I’m sure there are circumstances where these kinds of interventions have been offered as band-aid solutions because getting to the root cause of problems takes a lot more work and is a lot more difficult. Some may just hope they’ll work, or they may know they won’t but want to give the impression they’re doing their best even if they’re not sincere. It really depends on the organization.

Dobra-Kiel, however, believes the problem goes back to employers taking a simplistic approach and adopting a tick box-based “audit mentality”. This means they fail to “think outside the box” or properly evaluate whether their interventions work as they simply benchmark themselves against, and copy, each other’s accepted practices.

But a more effective way of doing things, she says, is to “ditch” individual-level interventions that only deal with symptoms and evaluate wider organizational culture issues instead. She explains:

It’s not about a total cultural overhaul, which is difficult to achieve. It’s more about creating a coherent culture, which involves communicating the organization’s purpose and values clearly and ensuring employees live by them. The coherence piece is paramount.

Another important consideration is ensuring that the organization is clear about its priorities, Dobra-Kiel says:

Many companies hedge their bets by trying to do everything, and lots of chief executives struggle to identify their priorities. This means the organization is constantly shifting its priorities and no one knows what to focus on. So, it’s crucial that everyone is clear – it starts with the CEO and the C-suite but has to be translated to all other levels too. Humans have a huge need for control. But if priorities change too often, those feelings of control are eroded, and if we don’t see the results of our actions, it can be quite disenfranchising. It also erodes mental wellbeing and can lead to burnout.

Tackling root causes

A further point that should not be overlooked though is the role of the manager, points out Nick Pahl, Chief Executive of the Society of Occupational Medicine (SOM):

The manager’s role is to support workers, help them feel in control and facilitate a sense of autonomy. So, if a manager helps and supports you when you’re having a difficult time and gives you time off if you need it, that’s one of the most effective interventions you can have. 

But it is also vital that leaders “think strategically” and evaluate wellbeing issues in a systemic way, he adds:

“important to explore the real reasons behind why the workforce is anxious and stressed. We at SOM get very frustrated with ‘wellbeing washing’. One investment bank we know, for example, told us it’s investing a lot on wellbeing, but, at the same time, it’s also working its people to death so they’re burned out by their late 30s.

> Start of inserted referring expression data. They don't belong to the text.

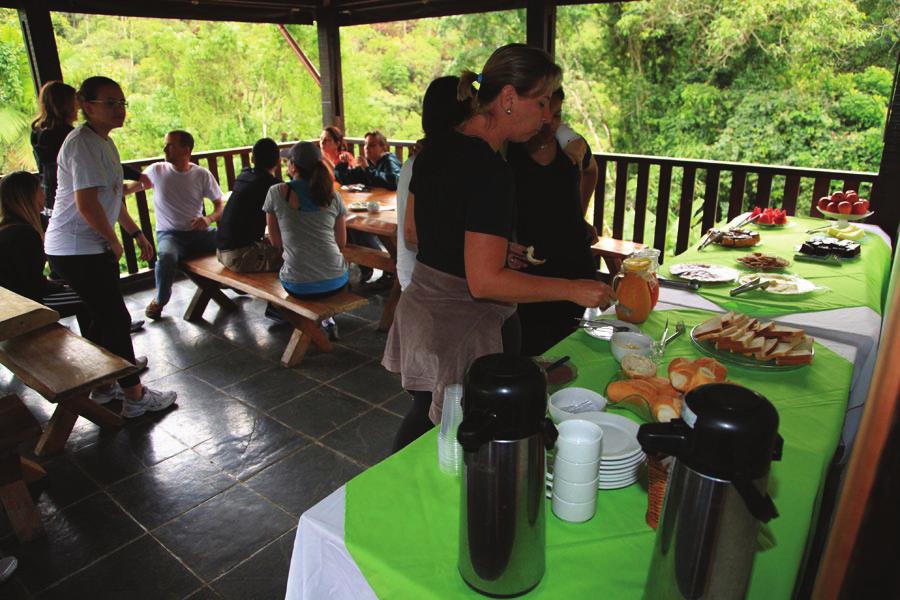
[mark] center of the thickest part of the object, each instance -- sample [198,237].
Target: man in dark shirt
[378,168]
[239,238]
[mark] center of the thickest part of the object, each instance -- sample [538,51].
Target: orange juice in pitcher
[636,286]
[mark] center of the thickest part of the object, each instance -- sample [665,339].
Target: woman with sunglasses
[81,243]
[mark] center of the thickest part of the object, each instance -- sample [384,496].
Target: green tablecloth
[857,282]
[402,516]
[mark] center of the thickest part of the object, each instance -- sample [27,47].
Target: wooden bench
[18,425]
[64,368]
[377,259]
[304,315]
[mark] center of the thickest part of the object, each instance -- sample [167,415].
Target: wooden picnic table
[384,225]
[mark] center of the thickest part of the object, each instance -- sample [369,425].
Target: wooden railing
[718,189]
[728,189]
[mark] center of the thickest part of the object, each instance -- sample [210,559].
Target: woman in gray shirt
[306,218]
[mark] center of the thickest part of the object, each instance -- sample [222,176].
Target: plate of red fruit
[769,217]
[844,206]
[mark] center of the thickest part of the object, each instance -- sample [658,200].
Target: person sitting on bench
[81,243]
[240,239]
[182,230]
[307,218]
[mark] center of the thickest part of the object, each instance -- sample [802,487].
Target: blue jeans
[173,246]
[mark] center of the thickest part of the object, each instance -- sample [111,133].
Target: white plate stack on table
[621,457]
[576,470]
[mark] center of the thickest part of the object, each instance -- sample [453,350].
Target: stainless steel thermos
[716,493]
[504,434]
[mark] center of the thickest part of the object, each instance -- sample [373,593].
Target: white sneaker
[151,401]
[105,395]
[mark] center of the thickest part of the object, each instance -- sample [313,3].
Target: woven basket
[657,476]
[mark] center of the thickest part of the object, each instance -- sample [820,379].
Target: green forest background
[791,82]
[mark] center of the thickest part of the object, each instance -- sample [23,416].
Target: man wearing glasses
[182,230]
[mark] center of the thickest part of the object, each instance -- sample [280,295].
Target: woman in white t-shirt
[81,244]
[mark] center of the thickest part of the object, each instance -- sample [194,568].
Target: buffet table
[391,532]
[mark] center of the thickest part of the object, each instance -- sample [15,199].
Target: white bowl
[576,492]
[571,397]
[575,472]
[627,342]
[574,512]
[579,441]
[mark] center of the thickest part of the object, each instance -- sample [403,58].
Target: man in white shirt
[182,231]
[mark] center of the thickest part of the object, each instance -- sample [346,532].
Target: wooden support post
[330,68]
[886,189]
[540,25]
[40,43]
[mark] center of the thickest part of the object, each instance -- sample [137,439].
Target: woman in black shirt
[463,287]
[49,130]
[549,217]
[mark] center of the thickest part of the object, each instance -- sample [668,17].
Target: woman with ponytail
[306,218]
[465,283]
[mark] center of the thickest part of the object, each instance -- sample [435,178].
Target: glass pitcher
[636,286]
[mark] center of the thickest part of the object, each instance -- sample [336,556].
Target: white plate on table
[782,284]
[704,272]
[619,436]
[605,333]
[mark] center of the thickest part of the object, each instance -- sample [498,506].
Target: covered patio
[204,501]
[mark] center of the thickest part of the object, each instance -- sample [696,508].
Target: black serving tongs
[753,284]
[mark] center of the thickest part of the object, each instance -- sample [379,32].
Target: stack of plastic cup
[449,450]
[576,470]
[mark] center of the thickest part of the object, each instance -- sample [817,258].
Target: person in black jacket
[239,238]
[378,168]
[49,130]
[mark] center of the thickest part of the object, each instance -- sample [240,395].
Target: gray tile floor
[203,501]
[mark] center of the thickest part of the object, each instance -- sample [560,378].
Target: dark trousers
[95,278]
[416,423]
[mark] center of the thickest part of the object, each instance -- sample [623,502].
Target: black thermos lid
[726,431]
[505,398]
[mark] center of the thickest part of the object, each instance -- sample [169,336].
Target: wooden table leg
[306,332]
[23,515]
[53,440]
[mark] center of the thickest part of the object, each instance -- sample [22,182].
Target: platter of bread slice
[743,340]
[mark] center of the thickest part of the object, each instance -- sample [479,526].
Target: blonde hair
[17,192]
[529,70]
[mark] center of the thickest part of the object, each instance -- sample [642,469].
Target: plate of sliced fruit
[770,218]
[844,207]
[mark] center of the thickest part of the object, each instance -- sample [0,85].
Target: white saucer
[619,436]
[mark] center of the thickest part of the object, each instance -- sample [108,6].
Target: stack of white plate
[621,457]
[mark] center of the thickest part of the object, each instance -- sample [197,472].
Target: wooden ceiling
[347,12]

One way to help prevent this kind of burnout is to design jobs that are human-centred and realistic in terms of workload. Another is to ensure staffing levels are adequate. Further considerations include providing staff with more control over their work schedules, increasing employee voice opportunities, and offering more learning and development openings. As Fleming says:

Employers need to do some hard thinking here. But they also need to collect the right data by undertaking stress audits to understand what’s making people feel stressed in the first place. It’s about working with employees to identify problems and come up with the best solutions, which also helps with decision-making. It’s important to reflect on the best resources to help rather than just offering a one-off training course. More ambition and bravery are needed.

My take

As Dobra-Kiel says, quick fixes really aren’t going to cut it in an area as complex as employee mental health and wellbeing. So, if employers really want to make a difference here, they simply have to do the (cultural) work.